Folgende spezifische Phänotypen des Israelkritikers, oftmals auch als hybride Zusammensetzung mehrerer Erscheinungsformen auftretend, wurden bislang gesichtet:
Der Guten-Tag!-Gast
Der Guten-Tag!-Gast schaut einfach mal kurz vorbei, hinterlässt ein intellektuelles Häufchen und ward danach nicht mehr gesehen. Im Grunde politische desinteressiert, ist der „Nahe Osten“ dann doch ein Thema bei dem er seinen Senf dazugeben muss. Oft gehen seine Beiträge nicht über ein paar Phrasen aus der Mottenkiste hinaus. Putin hält er für einen Stürmer bei Schalke 04, von den Osloer Abkommen hat er genau so viel Ahnung wie von kenianischer Folklore. Trotzdem: Dass Israel die „armen Palästinenser“ endlich in Ruhe lassen soll, ist etwas, dass auch er dringend klarstellen muss. Dafür nimmt er schon mal 40 Sekunden Mühe in Kauf.
Der Professor
Der Professor ist eine harte Nuss. Er unterscheidet sich vom Rest der Truppe durch vermeintliche Belesenheit und eine Fülle an unter „Strg+V“ bereitliegenden „Zitaten“, Buchempfehlungen und geschichtlichen Anekdoten. Lieblingsthemen: Briefe und Aussagen der zionistischen Gründerväter, jüdische „Terroroganisationen“ vor 1948, „Berichte“ von angeblichen ethnischen Säuberungen, „Geheimdienstdokumente“, die die israelische „Aggression“ von 1967 belegen, rassistische O-Töne unbedeutender israelischer Abgeordneter etc. etc.

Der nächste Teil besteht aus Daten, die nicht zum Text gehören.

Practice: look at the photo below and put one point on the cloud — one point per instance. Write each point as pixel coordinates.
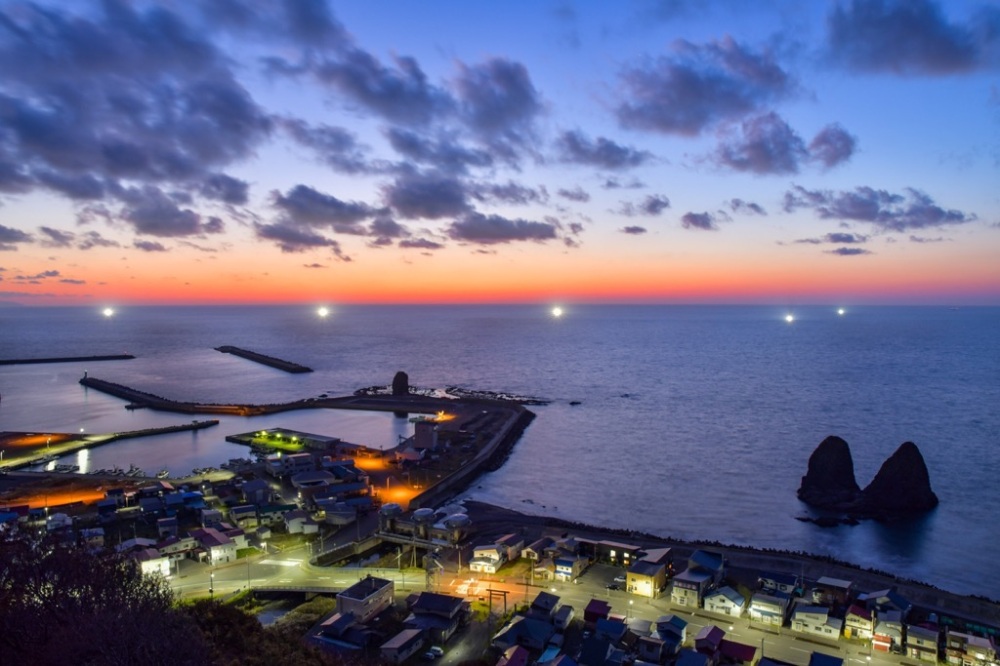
(576, 147)
(443, 153)
(906, 37)
(56, 238)
(492, 229)
(746, 207)
(576, 194)
(401, 94)
(120, 93)
(294, 239)
(307, 206)
(509, 192)
(426, 195)
(884, 210)
(499, 102)
(849, 251)
(152, 212)
(698, 86)
(652, 205)
(634, 231)
(420, 244)
(704, 221)
(832, 146)
(149, 246)
(220, 187)
(10, 235)
(334, 146)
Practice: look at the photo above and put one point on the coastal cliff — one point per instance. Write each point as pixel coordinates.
(901, 488)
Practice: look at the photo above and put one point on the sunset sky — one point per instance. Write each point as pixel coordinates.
(219, 151)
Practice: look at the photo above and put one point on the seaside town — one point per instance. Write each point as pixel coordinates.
(406, 574)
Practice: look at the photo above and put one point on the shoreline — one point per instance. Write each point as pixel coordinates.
(500, 520)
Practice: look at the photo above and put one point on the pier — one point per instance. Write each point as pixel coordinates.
(66, 359)
(263, 359)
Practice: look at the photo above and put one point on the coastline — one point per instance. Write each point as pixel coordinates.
(499, 520)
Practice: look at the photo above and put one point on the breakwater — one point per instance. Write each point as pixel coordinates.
(263, 359)
(66, 359)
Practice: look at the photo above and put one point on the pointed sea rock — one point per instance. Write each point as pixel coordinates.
(901, 486)
(829, 482)
(401, 384)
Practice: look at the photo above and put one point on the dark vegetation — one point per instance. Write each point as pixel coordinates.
(60, 604)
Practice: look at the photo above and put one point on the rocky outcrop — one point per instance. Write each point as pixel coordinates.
(401, 384)
(902, 484)
(901, 488)
(829, 481)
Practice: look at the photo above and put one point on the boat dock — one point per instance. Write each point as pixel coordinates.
(263, 359)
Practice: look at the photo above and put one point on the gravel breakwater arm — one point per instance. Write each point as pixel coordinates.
(263, 359)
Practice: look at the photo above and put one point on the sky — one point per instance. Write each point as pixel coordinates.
(525, 151)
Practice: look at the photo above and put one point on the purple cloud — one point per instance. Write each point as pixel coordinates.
(883, 209)
(704, 221)
(905, 37)
(698, 86)
(475, 227)
(575, 147)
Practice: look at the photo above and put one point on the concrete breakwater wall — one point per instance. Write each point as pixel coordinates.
(66, 359)
(263, 359)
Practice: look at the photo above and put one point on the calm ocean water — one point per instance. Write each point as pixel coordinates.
(694, 422)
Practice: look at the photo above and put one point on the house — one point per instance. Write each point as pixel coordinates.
(651, 649)
(402, 646)
(921, 643)
(816, 620)
(672, 630)
(528, 632)
(725, 601)
(597, 609)
(514, 656)
(544, 606)
(708, 640)
(731, 652)
(218, 547)
(888, 633)
(689, 587)
(366, 598)
(487, 558)
(963, 649)
(512, 545)
(437, 614)
(536, 550)
(771, 582)
(569, 567)
(563, 617)
(859, 623)
(646, 578)
(256, 491)
(832, 591)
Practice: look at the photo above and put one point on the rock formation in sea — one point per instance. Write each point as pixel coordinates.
(902, 486)
(401, 384)
(829, 481)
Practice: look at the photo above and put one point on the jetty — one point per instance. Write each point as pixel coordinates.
(263, 359)
(66, 359)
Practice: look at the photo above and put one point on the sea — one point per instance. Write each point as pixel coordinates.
(693, 422)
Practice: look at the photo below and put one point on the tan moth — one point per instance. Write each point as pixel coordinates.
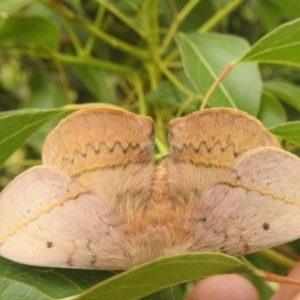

Professor hat sich durch akribische Selektion eine eigene obskure Chronologie des Konfliktes zusammengezimmert, die an einem roten Faden israelischer Böswilligkeit entlangläuft. Häufige gerät er dabei in die Nähe des Typs „Verschwörungstheoretiker“ (siehe unten). Jegliche vorgebrachte Fakten, die Israel in einem besseren Licht erscheinen lassen, werden von ihm kritisch hinterfragt, ihre „Authentizität“ in Zweifel gezogen. Der Professor vertritt stets die Mindermeinung. Er verliert spätestens dann an Glaubwürdigkeit, wenn offensichtlich wird, dass seine vorgefasste Meinung zum jüdischen Staat seine geschichtliche Betrachtung des Nahostkonflikts diktiert, nicht umgekehrt.
Der Verschwörungstheoretiker
Der Verschwörungstheoretiker ist kein reiner Israelkritiker, sondern bedient sich des Nahostkonfliktes lediglich, um seinen Durst nach „mind-boggling conspiracies“ zu löschen. Ihm sind beide Parteien schnurz, solange es weitere potenzielle Verschwörungen gibt, die aufzudecken er zu seiner Berufung gemacht hat. Der Mossad bietet sich als Drahtzieher so ziemlich aller Todesfälle, Taucherunfälle oder südostasiatischer Naturkatastrophen an.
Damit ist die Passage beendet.